Uma decisão recente reforçou que o ICMS não deve ser cobrado quando uma empresa apenas transfere mercadorias entre suas próprias filiais. A sentença acompanhou o entendimento do STF e a nova Lei Complementar 204/2023: sem mudança de dono, não há fato gerador de imposto.
A Justiça Estadual afastou a tentativa da Fazenda de cobrar ICMS sobre o deslocamento de mercadorias entre unidades da mesma empresa. No caso, tratava-se de simples remessas internas — uma movimentação logística, sem venda envolvida.

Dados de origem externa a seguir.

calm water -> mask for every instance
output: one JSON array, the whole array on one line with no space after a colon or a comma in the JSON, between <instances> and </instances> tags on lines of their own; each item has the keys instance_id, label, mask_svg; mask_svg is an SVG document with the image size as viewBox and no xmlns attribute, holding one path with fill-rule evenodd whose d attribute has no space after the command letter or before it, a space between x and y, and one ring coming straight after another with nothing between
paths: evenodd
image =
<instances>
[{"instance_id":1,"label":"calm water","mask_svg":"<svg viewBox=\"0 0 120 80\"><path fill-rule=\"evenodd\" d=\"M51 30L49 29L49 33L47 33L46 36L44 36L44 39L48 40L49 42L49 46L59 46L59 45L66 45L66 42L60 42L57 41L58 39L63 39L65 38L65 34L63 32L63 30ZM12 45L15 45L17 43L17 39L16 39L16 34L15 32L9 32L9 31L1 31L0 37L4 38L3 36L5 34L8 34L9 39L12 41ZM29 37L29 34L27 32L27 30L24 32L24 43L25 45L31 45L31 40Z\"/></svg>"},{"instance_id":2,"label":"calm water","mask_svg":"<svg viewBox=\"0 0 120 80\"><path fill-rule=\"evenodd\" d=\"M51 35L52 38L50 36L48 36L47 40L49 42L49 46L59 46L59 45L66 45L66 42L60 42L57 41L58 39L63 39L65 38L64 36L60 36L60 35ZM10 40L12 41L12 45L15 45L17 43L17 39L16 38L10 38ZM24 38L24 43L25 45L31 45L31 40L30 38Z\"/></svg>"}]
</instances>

A juíza destacou que o imposto só é devido quando há circulação jurídica, ou seja, mudança de titularidade do bem.
Esse entendimento segue a tese do Tema 1099 do STF, que fixou que não há incidência de ICMS em transferências entre estabelecimentos do mesmo contribuinte. A Súmula 166 do STJ já havia consolidado o mesmo raciocínio: o deslocamento físico de bens não é o mesmo que uma operação mercantil.
A decisão também está alinhada à Lei Complementar 204/2023, que alterou a Lei Kandir (LC 87/1996) para deixar explícito que essas transferências estão fora do alcance do imposto. Além disso, o contribuinte mantém o direito aos créditos de ICMS — desde que registre corretamente as movimentações e obedeça aos convênios do Confaz (178/2023 e 109/2024), que tratam do controle desses créditos.
Em outras palavras: se a mercadoria apenas “passeia” entre filiais, o Fisco não pode tratar isso como venda. Mas a empresa precisa manter a documentação em ordem, com CFOPs corretos e notas fiscais que indiquem claramente o caráter não comercial da remessa.
Para empresários e gestores, essa decisão é mais do que uma boa notícia tributária — é um alerta sobre compliance fiscal e controle contábil. A blindagem contra cobranças indevidas passa por uma contabilidade bem estruturada e um sistema de gestão tributária que documente cada movimentação de estoque.
Empresas com filiais em diferentes estados devem revisar seus CFOPs, políticas de transferência interna e procedimentos logísticos, garantindo que tudo esteja alinhado à LC 204/2023 e aos convênios do Confaz.
Além disso, essa jurisprudência reforça a importância de governança fiscal preventiva: evitar autuações não é apenas questão de defesa jurídica, mas de planejamento e eficiência operacional.
Gestão tributária moderna é sinônimo de segurança jurídica. Transferir mercadorias entre filiais sem pagar ICMS é um direito — mas só se o empresário tiver a documentação e os registros em perfeita ordem.
Fonte: Conjur.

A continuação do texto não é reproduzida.